The second platform preview includes HTML5-based drag and drop to move files, support for HTML5 forms, and CSS3 positioned floats, which will allow text to flow around images on the screen.

Improvements to parsing behaviour will mean developers can write code once and have it work the same across all browsers, according to Microsoft. Ryan Gavin, senior director of Internet Explorer business and marketing, said Microsoft was working on "very deep HTML5 support with an ear toward interoperability and a vision we call 'same markup' where the developer can write the code once and have it work across browsers and work across the web".

IE10 will also feature a new sandboxing tool, which prevents third-party elements, such as maps, from accessing the rest of the data on a page.

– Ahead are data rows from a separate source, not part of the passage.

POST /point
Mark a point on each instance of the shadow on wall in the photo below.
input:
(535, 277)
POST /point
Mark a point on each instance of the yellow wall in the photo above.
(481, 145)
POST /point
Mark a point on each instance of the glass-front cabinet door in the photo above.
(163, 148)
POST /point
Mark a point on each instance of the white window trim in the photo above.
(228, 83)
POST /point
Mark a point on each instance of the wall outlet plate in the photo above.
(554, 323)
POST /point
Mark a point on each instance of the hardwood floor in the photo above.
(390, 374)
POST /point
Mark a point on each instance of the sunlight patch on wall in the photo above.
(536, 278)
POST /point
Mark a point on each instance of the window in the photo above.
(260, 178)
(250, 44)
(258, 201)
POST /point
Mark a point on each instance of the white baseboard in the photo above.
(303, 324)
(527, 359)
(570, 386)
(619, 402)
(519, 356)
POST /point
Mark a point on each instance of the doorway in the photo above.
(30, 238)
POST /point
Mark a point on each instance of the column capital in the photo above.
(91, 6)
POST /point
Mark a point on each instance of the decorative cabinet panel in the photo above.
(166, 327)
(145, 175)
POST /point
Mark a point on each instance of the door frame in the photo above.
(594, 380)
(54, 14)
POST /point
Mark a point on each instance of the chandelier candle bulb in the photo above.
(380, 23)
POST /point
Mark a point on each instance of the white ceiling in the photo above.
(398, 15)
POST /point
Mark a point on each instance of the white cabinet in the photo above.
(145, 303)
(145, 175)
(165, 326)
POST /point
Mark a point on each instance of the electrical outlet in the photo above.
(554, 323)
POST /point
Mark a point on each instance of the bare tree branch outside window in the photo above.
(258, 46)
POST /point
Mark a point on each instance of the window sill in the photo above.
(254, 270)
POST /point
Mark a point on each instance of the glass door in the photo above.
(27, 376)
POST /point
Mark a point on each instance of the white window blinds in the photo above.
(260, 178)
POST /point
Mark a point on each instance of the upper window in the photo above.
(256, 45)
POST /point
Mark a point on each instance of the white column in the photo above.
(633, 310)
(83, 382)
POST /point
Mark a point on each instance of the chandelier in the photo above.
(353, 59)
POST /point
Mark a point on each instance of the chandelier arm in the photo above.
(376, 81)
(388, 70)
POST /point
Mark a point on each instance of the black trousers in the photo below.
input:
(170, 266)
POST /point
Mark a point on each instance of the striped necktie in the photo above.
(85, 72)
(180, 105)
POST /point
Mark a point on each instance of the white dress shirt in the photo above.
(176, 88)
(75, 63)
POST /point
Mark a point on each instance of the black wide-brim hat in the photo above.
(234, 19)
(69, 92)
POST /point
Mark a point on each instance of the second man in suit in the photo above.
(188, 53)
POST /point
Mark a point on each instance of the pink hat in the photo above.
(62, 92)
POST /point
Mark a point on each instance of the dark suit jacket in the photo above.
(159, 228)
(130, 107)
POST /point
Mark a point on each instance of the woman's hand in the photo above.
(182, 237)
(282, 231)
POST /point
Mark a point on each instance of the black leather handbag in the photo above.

"HTML5 sandboxing... essentially allows you to specify controls about what content running in an iFrame can do. For example, pop-up a window, execute JavaScript," Rob Mauceri, partner group program manager for Internet Explorer, told IT Pro's sister title PC Pro. "By default those things are locked down and it lets the developer keep the page safe."

Hardware acceleration

Microsoft's developers are also working on moving more background work away from the browser, making use of hardware acceleration. The company is working on supporting the new Web Worker spec, which offloads heavier burdens - such as complex JavaScript - to run in the background.

"A casual game could choose to run the logic for the computer player in the game in a Web Worker while the user is interacting with the game," Mauceri explained.

However, Microsoft said the way Web Worker shares data across pages raises privacy concerns, which it has passed on to the W3C standards body.

The next platform preview will be released in eight to 12 weeks.